Avant le déclenchement de la Première Guerre Mondiale, elle se rendit en Amérique où elle avait reçu plusieurs commandes importantes. Toutefois, sa plus grande contribution au domaine artistique autrichien résida, encore plus que dans son art, dans la création de la Kunstschule für Frauen und Mädchen (École d’art pour femmes et jeunes filles) en 1897, la première institution où les femmes purent recevoir une éducation afin de devenir peintres, graphistes ou sculpteuses. Pour célébrer les 30 ans de l’école, la République d’Autriche remit à Olga Prager « das silberne Ehrenzeichen » (Distinction d’Honneur en argent).
Marie Schwarz
Pédagogue et politicienne (1852-1920)
Marie Schwarz fut la première directrice d’école primaire et secondaire pour filles en Autriche en 1891, et s’engagea toute sa vie en faveur de l’égalité entre les hommes et les femmes dans le domaine de l’enseignement. Déjà en 1875, elle rejoignit le Verein der Lehrerinnen und Erzieherinnen in Österreich (Association des enseignantes et gouvernantes autrichiennes), tout d’abord comme vice-présidente puis, de 1896 jusqu’à sa mort, en tant que présidente. Elle présida aussi la commission scolaire du Bund österreichischer Frauenvereine (Ligue des associations de femmes autrichiennes). Ce poste lui permit de participer à la fondation du premier lycée pour filles. Aux côtés d’Auguste Fickert, et comme cofondatrice du Österreichisches Frauenstimmrechtskomitee (Comité des femmes suffragettes autrichiennes), elle batailla aussi pour l’obtention du droit de vote pour les femmes. En sus de toutes ces tâches, elle écrivit également des articles dans plusieurs magazines autrichiens tels que la Österreichische Lehrerinnenzeitung (Journal des enseignantes autrichiennes) et cosigna plusieurs manuels de lecture pour les écoles secondaires autrichiennes. De nos jours encore, le Marie-Schwarz-Lehrerinnenheim (Résidence Marie Schwarz pour enseignantes) évoque ses efforts pour rendre la vie quotidienne de ses collègues féminines plus agréable.
Bertha Pappenheim
Militante pour les droits des femmes et travailleuse sociale (1859-1936)

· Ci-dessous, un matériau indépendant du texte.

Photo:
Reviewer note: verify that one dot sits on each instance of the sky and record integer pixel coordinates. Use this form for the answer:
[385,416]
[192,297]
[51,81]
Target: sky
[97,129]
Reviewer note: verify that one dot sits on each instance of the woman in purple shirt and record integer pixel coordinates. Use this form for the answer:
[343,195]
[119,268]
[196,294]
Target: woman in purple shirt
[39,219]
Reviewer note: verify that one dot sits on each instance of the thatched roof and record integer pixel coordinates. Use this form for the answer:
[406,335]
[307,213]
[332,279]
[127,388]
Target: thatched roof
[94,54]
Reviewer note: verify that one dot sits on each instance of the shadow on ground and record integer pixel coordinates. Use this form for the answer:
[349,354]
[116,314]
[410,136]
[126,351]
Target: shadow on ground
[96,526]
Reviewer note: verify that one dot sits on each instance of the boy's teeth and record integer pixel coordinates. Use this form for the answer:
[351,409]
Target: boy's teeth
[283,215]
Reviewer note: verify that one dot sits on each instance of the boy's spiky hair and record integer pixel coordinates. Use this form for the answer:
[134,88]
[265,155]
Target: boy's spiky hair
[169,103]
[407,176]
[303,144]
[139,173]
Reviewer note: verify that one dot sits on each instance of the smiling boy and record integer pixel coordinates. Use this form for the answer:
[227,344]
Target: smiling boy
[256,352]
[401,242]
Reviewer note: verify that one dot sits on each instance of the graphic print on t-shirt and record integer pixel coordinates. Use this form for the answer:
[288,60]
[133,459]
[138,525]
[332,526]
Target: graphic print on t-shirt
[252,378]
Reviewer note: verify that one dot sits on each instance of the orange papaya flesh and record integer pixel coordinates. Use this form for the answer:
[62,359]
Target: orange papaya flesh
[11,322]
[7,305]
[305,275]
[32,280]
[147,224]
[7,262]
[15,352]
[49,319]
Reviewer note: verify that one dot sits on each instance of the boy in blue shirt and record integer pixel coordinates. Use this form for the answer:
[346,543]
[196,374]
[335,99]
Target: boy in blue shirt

La militante pour les droits des femmes et travailleuse sociale Bertha Pappenheim, mieux connue également sous le pseudonyme de « Patiente Anna O. », apparaît comme figure historique dans plusieurs contextes. D’une part, elle fut objet d’étude de Josef Breuer et Sigmund Freud dans le cadre de leur projet intitulé Studien zur Hysterie (Études sur l’hystérie) en 1895, où l’histoire de sa maladie est mentionnée de manière éminente, même si le médecin passa sous silence le fait que sa thérapie « réussie » fut suivie encore de quatre séjours au sanatorium. D’autre part, cette fille issue d’une riche famille juive se dédia corps et âme à la lutte contre la prostitution et le trafic de jeunes filles. En 1888, après la mort de son père, elle partit de Vienne avec sa mère pour s’installer à Francfort et rejoindre la famille de celle-ci. Elle se concentra dès lors au combat des femmes juives pour le droit au travail. Elle fut aussi active dans le Jüdischer Frauenverein (Association des femmes juives), et, à partir de 1897, dirigea un orphelinat pour filles. En 1904 elle fonda le Jüdischer Frauenbund (Fédération des femmes juives) et, trois ans plus tard, ouvrit une maison pour femmes à Neu-Isenburg. L’approche pratique de Pappenheim au travail social inspira et influença plusieurs générations de manière durable.